La vitamine K dope la recherche poitevine

On connaissait les effets coagulants de la vitamine K sur le sang. Des chercheurs poitevins viennent de découvrir qu’elle régulait aussi l’activité des cellules souches du cerveau et pourrait être impliquée dans des maladies neuro-dégénératives, telles qu’Alzheimer.

Romain Mudrak

Le7.info

Karl Dam et Edward Doisy ont dû se retourner dans leur tombe en apprenant la nouvelle. En 1943, ces deux chercheurs ont décroché le prix Nobel de médecine et de physiologie, en identifiant l’action sur le sang d’une vitamine baptisée « K », pour « Koagulation », en allemand dans le texte. Depuis, tous les plus grands laboratoires du monde se sont attachés à préciser la nature de cet impact. Pour la plupart des scientifiques, il était inconcevable que le cerveau, préservé par une membrane de tout contact direct avec le sang, soit influencé par la vitamine K. Seule une équipe poitevine a tenté le pari en 2005 : l’Institut de physiologie et biologie cellulaire (Unité mixte Université/CNRS) : « J’y ai cru, même si d’autres pensaient que nous perdions notre temps », commente le Pr Omar Benzakour, à l’origine du projet. Cinq ans de travaux, dans l’omerta la plus complète, ont finalement abouti à un succès retentissant : contrairement à toute attente, la vitamine K régule la prolifération des cellules souches du cerveau. Victoire.

Perspectives énormes

Mais l’histoire ne s’arrête pas là. Une collaboration avec Valérie Coronas, professeur en neurosciences à l’université de Poitiers, a permis d’identifier précisé- ment les «facteurs dépendants» à la vitamine K présents dans le cerveau. La protéine  « Seattle » et son antagoniste  « Gas-6 » sont pointées du doigt. Bingo ! Les portes du magazine scientifique de référence «Stem Cells» s’ouvrent enfin au Pr Benzakour. Fin mars, en Grèce, il est invité au Congrès international des vitamines. Pour lui, c’est la fin d’une traversée du désert. Les subventions affluent, de l’Europe notamment (voir encadré).
Cette découverte offre des perspectives énormes. La vitamine K pourrait limiter l’expansion des métastases et donc des cancers. À l’inverse, favoriser la prolifération des cellules souches grâce à son inhibiteur freinerait la dégénérescence des neurones en cause dans plusieurs maladies de type Alzheimer et Parkinson. « La vitamine K est naturelle(*) et bien connue. Elle ne présente aucune toxicité. Le développe-ment de médicaments devrait prendre moins de temps », conclut le Pr Benzakour. Du côté des patients, l’espoir grandit. (*)
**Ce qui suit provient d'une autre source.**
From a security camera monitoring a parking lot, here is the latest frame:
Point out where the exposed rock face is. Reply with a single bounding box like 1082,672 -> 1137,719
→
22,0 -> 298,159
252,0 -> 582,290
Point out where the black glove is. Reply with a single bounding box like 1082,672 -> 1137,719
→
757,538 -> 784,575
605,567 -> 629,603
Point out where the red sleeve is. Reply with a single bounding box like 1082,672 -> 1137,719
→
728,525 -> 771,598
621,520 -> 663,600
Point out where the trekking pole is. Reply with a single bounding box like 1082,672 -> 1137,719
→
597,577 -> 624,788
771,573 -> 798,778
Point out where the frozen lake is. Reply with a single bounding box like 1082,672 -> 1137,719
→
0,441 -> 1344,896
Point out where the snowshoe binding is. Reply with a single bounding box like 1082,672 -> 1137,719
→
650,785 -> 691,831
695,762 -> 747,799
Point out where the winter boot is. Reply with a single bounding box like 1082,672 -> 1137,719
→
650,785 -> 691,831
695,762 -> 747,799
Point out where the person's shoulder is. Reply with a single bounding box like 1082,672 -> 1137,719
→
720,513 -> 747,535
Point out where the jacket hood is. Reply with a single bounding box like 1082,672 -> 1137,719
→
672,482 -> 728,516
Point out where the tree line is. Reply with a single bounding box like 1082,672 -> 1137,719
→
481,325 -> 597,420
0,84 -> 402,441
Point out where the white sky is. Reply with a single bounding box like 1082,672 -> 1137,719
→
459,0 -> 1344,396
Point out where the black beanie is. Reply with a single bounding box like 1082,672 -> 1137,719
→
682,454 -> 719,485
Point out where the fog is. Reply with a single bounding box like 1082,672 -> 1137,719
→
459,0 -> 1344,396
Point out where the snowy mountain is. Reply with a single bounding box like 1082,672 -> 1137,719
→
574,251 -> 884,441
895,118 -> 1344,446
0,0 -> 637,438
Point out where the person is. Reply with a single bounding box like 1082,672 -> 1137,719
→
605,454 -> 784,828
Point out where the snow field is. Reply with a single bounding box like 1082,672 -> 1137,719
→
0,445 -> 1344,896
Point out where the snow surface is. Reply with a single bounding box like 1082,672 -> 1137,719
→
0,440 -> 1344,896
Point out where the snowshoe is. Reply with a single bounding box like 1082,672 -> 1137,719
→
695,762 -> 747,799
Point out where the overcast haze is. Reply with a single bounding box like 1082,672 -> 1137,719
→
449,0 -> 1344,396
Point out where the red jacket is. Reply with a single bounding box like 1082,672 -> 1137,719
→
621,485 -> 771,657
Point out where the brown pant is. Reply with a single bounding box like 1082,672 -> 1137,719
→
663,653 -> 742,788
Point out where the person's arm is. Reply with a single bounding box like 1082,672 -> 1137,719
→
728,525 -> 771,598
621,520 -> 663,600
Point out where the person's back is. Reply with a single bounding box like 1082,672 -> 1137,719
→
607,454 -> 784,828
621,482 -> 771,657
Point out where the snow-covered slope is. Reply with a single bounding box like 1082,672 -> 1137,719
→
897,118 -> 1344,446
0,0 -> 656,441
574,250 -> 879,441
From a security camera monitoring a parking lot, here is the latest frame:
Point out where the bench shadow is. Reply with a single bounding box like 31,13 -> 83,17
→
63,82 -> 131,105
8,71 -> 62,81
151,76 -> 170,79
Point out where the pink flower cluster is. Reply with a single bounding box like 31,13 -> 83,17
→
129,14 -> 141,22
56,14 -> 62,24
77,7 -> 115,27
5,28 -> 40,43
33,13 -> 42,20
*La vitamine K est présente surtout dans le brocoli, chou vert, laitue, cresson, persil, huile de colza, huile de soja, épinard, chou de Bruxelles.

 

Dégénérescence rétinienne, cancer des poumons...

Omar Benzakour ne s’est pas limité à l’impact de la vitamine K sur le cerveau. En partenariat avec des universités en Israël, Espagne, Angleterre et Norvège, il va chercher à démontrer que d’autres zones du corps humain, préservées d’un contact direct avec le sang, contiennent aussi des facteurs dépendants à la vitamine K. Le professeur est ainsi
convaincu que cette protéine miraculeuse pourrait lutter contre la dégradation de la spermatogenèse et la dégénérescence rétinienne. Un syndrome sans traitement connu. L’association Rétina France a déjà versé deux subventions importantes à l’institut poitevin. L’Union européenne lui a attribué 231 000€. La Ligue contre le cancer a également investi plusieurs dizaines de milliers d’euros. Pourquoi ? Ces recherches pourraient ralentir la formation des cancers, dont celui du poumon. Sur ce point, un brevet a été déposé.